Pregnant and wondering how to approach your yoga practice in the early days? There are all sorts of different – and sometimes conflicting – ideas about what we should do in the first 12 weeks. The most important advice I can offer is to listen to your body. In the next nine months you will become more aware than ever of what you need in terms of exercise, diet, emotional support etc. The sooner you can learn to trust in these feelings and act accordingly, the better. You are at the very start of your pregnancy and in the next weeks, hormone levels will alter, your blood supply will increase, your baby will develop all its organs and your uterus will support the growth of the placenta. That is a lot of amazing work for your body to do in a short period of time. So take it easy.
Not practiced yoga before?
Then allow your body to rest for the first few months. There is no need to introduce anything now that you haven’t done before. Many women feel tired and sick in the first trimester and may not feel like doing much. This is fine. If you find that you feel ok and want to exercise, the best “yoga practice” you can do is to take yourself off for long walks. Let the fresh air clear your mind and start to strengthen the legs, preparing your body for carrying your baby.
Adapting your regular practice?
Many practitioners believe it is fine… and safe – to carry on with your regular practice or classes (do make sure you tell your teacher if you are pregnant so you can discuss what approach to take). Whilst it may be safe to continue with a vigourous practice (especially if you experienced and have a regular dynamic practice), I suggest taking a slightly more mindful approach that involves trying to listen to your body, experimenting a little and being honest about what actually feels good. Avoid anything that “crunches” the abdomen and start to think about making space for your baby. It is always a good thing to mix up our practice and avoid getting in a rut. So enjoy that process.
There are all sorts of changes happening in the body. Changes in hormone levels will already be affecting flexibility and softening connective tissue. It is easy to stretch too far so work within your usual “edge”. Hurting yourself now could mean months of discomfort – it isn’t worth it.
Many practitioners will practice inversions into late pregnancy but I would suggest avoiding them in the first trimester. The same goes for too much jumping. Avoid anything that could disturb implantation of the fetus. Let the body do its thing and save inversions for the second trimester when energy levels will also be higher.

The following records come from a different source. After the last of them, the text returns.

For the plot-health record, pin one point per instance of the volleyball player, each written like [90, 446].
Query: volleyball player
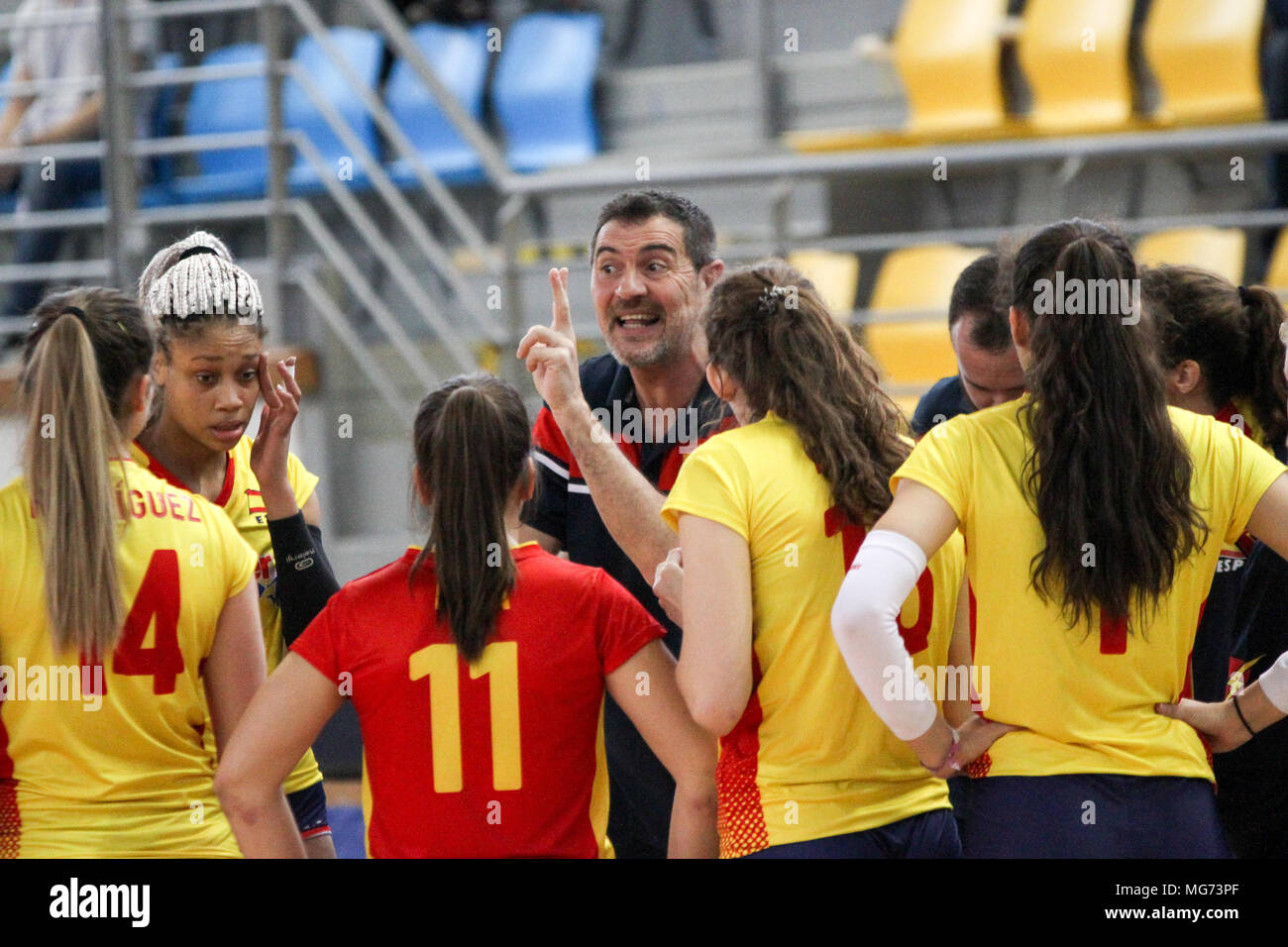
[769, 515]
[1094, 517]
[1223, 355]
[120, 598]
[478, 672]
[211, 369]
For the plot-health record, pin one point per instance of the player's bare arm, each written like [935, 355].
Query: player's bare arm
[278, 727]
[715, 665]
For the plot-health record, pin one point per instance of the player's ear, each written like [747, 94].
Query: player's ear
[1184, 377]
[421, 489]
[160, 367]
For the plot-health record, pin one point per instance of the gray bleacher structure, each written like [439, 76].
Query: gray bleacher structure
[399, 286]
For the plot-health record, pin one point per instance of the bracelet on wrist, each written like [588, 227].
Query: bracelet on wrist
[951, 758]
[1241, 718]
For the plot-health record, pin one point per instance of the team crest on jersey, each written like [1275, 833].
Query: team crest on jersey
[266, 578]
[256, 506]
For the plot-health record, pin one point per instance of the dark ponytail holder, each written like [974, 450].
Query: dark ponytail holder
[194, 252]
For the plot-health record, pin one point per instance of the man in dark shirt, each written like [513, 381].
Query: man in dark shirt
[988, 369]
[612, 436]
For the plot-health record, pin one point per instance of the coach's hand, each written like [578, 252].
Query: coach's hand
[1219, 723]
[669, 585]
[550, 354]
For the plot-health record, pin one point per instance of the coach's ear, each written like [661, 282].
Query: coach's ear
[160, 368]
[1184, 377]
[711, 273]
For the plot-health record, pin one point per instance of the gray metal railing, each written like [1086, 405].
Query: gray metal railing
[778, 169]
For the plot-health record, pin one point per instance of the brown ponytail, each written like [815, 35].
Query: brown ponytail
[1232, 333]
[88, 346]
[1107, 466]
[794, 359]
[472, 442]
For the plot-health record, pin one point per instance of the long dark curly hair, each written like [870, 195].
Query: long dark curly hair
[1107, 467]
[794, 359]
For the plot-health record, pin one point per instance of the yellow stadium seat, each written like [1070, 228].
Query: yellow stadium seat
[915, 283]
[1276, 270]
[835, 275]
[1205, 58]
[948, 55]
[1219, 250]
[1074, 56]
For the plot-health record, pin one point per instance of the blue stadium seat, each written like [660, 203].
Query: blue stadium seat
[226, 106]
[459, 56]
[542, 89]
[9, 200]
[158, 193]
[364, 51]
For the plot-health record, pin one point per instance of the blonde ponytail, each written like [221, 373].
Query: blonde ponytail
[86, 348]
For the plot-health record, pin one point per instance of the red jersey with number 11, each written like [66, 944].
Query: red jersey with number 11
[488, 759]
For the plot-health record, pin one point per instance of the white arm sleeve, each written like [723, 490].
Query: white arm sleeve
[864, 621]
[1274, 684]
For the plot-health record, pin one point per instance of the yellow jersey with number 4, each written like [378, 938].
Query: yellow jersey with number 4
[1086, 696]
[107, 759]
[243, 502]
[809, 759]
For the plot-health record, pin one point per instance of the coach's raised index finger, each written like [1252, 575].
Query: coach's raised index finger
[561, 309]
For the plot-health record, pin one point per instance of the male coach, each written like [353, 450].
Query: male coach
[612, 436]
[988, 369]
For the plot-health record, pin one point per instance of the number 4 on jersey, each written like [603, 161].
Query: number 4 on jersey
[158, 599]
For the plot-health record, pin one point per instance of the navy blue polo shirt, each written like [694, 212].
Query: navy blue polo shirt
[947, 397]
[640, 789]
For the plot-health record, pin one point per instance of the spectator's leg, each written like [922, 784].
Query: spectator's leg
[67, 183]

If asana is out of the question, practice pranayama. Try resting one hand on the heart and the other on the womb. On an inhale feel the breath rising up from the lower hand to the upper hand. On an exhale, notice the breath travelling down the body. In Chinese and Ayurvedic medicine, there is a belief in an energetic connection between the heart and womb. Breathing in this way allows the heart to nourish the womb. It can be hard to fully accept that you are pregnant when there is no bump to show for it and this is a great way to tune in with your baby and take a few moments to reconnect.